En revanche, la partie efficacité énergétique nécessite à mon sens certains ajustements. L'article 29 impose à toutes les grandes entreprises de réaliser un audit énergétique avant le 5 décembre 2015, puis tous les quatre ans. Il prévoit également des sanctions en cas de non-respect. Si la transposition de cette obligation dans le droit français semble faire l'objet d'un consensus, il demeure deux points qui suscitent des interrogations.

D'abord, le délai laissé aux entreprises est vraiment très court. D'ici le 5 décembre 2015, plusieurs étapes sont en effet nécessaires, à commencer par voter les dispositions législatives et élaborer les textes d'application. Certes, un travail de concertation a déjà été mené, mais demeurent encore des inconnues : par exemple, comment l'obligation de réaliser un audit s'appliquera-t-elle aux entreprises qui disposent de très nombreux petits sites disséminés sur le territoire ?

Ce n'est qu'une fois que les textes réglementaires seront parus que les auditeurs pourront être formés. Et il faut prendre en compte la nécessité pour les filières locales de se structurer.

Enfin, il y aura l'étape de la réalisation des audits à proprement parler. Les entreprises ne prendront pas le risque de réaliser un audit sans être définitivement fixées sur le contenu de l'obligation, sans quoi elles s'exposeraient à tout devoir recommencer.

Il ne leur restera donc que des délais très serrés et, pour les respecter, il est à craindre que les entreprises et les bureaux d'étude privilégient la quantité sur la qualité. C'est pourquoi j'ai déposé un amendement pour repousser la date limite d'un an. J'ai bien conscience de la difficulté qu'il pose, car il serait contraire à la directive sur l'efficacité énergétique. Mais je veux tout de même attirer l'attention du Gouvernement sur la nécessité de prendre les textes d'application rapidement, sans quoi les entreprises se retrouveront dans une situation difficile.

Second point à éclaircir, les préconisations des audits énergétiques ne seront pas obligatoirement suivies, car la loi met en oeuvre une obligation de moyens et non de résultats.

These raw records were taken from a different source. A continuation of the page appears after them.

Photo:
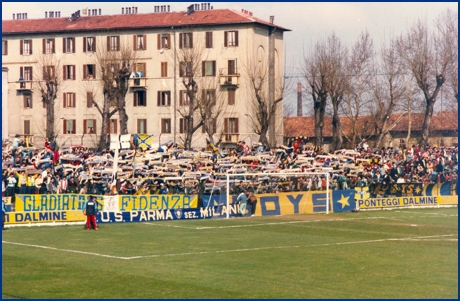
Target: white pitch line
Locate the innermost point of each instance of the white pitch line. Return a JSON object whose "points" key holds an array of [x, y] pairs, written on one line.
{"points": [[419, 238], [63, 250]]}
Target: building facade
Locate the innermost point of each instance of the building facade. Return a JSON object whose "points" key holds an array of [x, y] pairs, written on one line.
{"points": [[227, 41]]}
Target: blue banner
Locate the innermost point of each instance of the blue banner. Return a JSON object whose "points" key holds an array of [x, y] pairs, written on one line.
{"points": [[167, 214]]}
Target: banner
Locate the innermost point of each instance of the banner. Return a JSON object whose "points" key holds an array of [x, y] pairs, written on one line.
{"points": [[343, 200], [156, 202], [53, 202], [403, 189], [398, 202], [44, 217], [168, 214], [277, 204]]}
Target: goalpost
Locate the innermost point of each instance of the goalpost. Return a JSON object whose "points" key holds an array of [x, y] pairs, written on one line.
{"points": [[278, 182]]}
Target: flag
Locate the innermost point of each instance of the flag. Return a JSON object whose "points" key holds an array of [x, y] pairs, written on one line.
{"points": [[143, 141], [343, 200], [212, 147]]}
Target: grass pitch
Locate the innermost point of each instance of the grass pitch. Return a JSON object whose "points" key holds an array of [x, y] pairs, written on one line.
{"points": [[407, 253]]}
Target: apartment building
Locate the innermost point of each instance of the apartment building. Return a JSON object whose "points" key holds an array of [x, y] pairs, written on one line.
{"points": [[227, 41]]}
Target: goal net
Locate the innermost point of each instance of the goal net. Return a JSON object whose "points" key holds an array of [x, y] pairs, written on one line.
{"points": [[279, 193]]}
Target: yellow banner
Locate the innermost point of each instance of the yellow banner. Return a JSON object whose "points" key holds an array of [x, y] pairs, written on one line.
{"points": [[448, 200], [400, 202], [51, 202], [43, 217], [291, 203], [156, 202]]}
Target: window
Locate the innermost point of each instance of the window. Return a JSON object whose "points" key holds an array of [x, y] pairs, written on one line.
{"points": [[209, 39], [113, 126], [69, 126], [166, 126], [185, 69], [142, 126], [69, 72], [183, 124], [231, 96], [164, 69], [140, 98], [89, 126], [231, 67], [113, 43], [89, 44], [48, 46], [231, 38], [231, 125], [48, 73], [4, 47], [208, 68], [212, 126], [26, 127], [27, 100], [89, 99], [68, 45], [140, 69], [185, 40], [164, 98], [25, 73], [184, 99], [209, 97], [69, 100], [139, 42], [25, 47], [163, 41], [89, 71]]}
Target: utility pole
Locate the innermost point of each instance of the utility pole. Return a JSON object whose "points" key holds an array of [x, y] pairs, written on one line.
{"points": [[271, 85]]}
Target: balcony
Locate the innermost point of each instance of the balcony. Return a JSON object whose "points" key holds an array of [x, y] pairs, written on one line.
{"points": [[229, 80], [24, 86], [232, 137], [138, 82]]}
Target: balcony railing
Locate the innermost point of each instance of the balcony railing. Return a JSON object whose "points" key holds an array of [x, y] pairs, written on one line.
{"points": [[139, 82], [228, 79], [232, 137], [24, 85]]}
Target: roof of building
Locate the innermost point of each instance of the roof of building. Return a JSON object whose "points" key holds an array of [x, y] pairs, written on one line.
{"points": [[305, 126], [131, 21]]}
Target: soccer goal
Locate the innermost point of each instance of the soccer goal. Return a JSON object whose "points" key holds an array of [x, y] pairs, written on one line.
{"points": [[307, 191]]}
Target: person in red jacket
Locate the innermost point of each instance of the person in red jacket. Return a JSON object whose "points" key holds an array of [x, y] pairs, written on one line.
{"points": [[90, 210]]}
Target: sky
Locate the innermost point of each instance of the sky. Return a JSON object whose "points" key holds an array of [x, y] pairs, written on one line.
{"points": [[309, 22]]}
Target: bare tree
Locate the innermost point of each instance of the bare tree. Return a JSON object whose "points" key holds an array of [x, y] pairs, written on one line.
{"points": [[389, 90], [202, 102], [114, 66], [428, 57], [316, 71], [47, 77], [361, 70], [338, 83], [256, 75], [447, 26]]}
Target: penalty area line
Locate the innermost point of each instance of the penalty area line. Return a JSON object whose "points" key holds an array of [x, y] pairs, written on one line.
{"points": [[419, 238]]}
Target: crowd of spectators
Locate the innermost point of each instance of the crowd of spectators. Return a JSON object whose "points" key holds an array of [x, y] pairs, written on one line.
{"points": [[49, 170]]}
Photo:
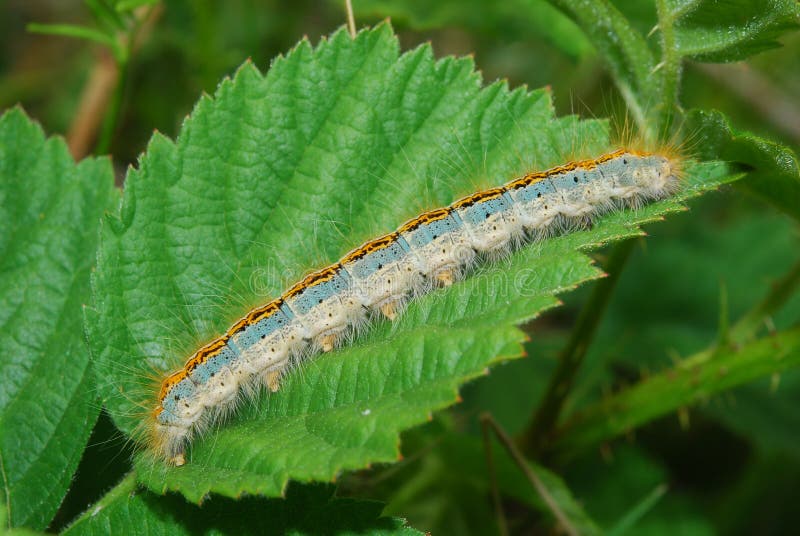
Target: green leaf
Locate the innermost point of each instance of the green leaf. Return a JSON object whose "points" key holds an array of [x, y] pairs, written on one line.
{"points": [[691, 381], [49, 215], [624, 49], [306, 510], [279, 174], [518, 19], [6, 530], [713, 31], [774, 171]]}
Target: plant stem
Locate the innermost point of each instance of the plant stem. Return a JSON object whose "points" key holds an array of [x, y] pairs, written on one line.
{"points": [[109, 124], [691, 381], [670, 68], [502, 526], [539, 430], [538, 485]]}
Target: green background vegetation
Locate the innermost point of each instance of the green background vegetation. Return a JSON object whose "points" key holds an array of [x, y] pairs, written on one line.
{"points": [[661, 399]]}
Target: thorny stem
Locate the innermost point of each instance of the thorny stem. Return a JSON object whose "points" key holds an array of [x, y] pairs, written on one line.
{"points": [[538, 485], [539, 431]]}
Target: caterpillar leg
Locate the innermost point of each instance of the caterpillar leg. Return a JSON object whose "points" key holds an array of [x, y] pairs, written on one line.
{"points": [[274, 380], [389, 309]]}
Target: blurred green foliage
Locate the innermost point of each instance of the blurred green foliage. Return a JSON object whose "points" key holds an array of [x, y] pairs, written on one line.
{"points": [[730, 465]]}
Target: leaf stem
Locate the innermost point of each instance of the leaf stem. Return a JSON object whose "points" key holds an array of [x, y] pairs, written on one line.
{"points": [[538, 485], [540, 429]]}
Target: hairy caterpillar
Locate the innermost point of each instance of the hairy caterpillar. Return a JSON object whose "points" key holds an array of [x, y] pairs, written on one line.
{"points": [[436, 248]]}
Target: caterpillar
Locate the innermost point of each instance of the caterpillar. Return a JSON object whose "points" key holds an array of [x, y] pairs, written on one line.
{"points": [[378, 278]]}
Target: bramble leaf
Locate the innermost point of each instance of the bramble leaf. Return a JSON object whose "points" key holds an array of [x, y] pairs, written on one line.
{"points": [[50, 212], [282, 173]]}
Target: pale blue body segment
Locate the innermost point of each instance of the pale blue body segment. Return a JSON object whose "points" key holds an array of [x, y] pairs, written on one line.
{"points": [[313, 295], [204, 372], [178, 405], [261, 329]]}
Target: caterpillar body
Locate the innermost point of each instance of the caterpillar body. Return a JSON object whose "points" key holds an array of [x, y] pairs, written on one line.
{"points": [[434, 249]]}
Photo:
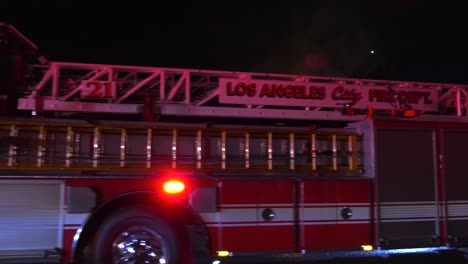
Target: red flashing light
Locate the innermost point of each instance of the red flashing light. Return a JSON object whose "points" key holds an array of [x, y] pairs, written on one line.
{"points": [[410, 113], [173, 186]]}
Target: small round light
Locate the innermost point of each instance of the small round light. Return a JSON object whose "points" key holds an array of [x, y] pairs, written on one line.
{"points": [[173, 186]]}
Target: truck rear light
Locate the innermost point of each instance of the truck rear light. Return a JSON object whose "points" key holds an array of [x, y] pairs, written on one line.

Si l'on peut aisément convenir que le préalable à toute action de maîtrise de la demande d'énergie est un diagnostic bien réalisé, comment pousser les entreprises à suivre les préconisations de l'audit ? Selon l'ADEME, 73 % d'entre elles passent à l'acte. Ce chiffre suscite l'optimisme, mais il faut néanmoins le relativiser. En effet, les actions mises en oeuvre ne couvrent que 20 à 25 % des préconisations.

C'est pourquoi j'ai déposé un amendement qui oblige les entreprises à transmettre à l'administration un rapport très succinct sur le suivi des préconisations de l'audit, dans un délai de deux ans après sa réalisation.

Enfin, le dernier article dont la commission des affaires économiques a été saisie a trait aux stocks pétroliers stratégiques. Il oblige les États membres à maintenir un niveau minimal de stocks de pétrole brut et change le statut et la nature du lien entre divers opérateurs, sans conséquences économiques. Cela ne pose pas de difficulté.

Ce texte, qui manque de cohérence dans sa globalité, n'en reste pas moins une transposition que je juge plus que satisfaisante des différentes directives européennes évoquées. Il est tout à fait conforme à leur esprit, tout en préservant nos spécificités quand elles méritent de l'être. (Applaudissements sur les bancs du groupe SRC.)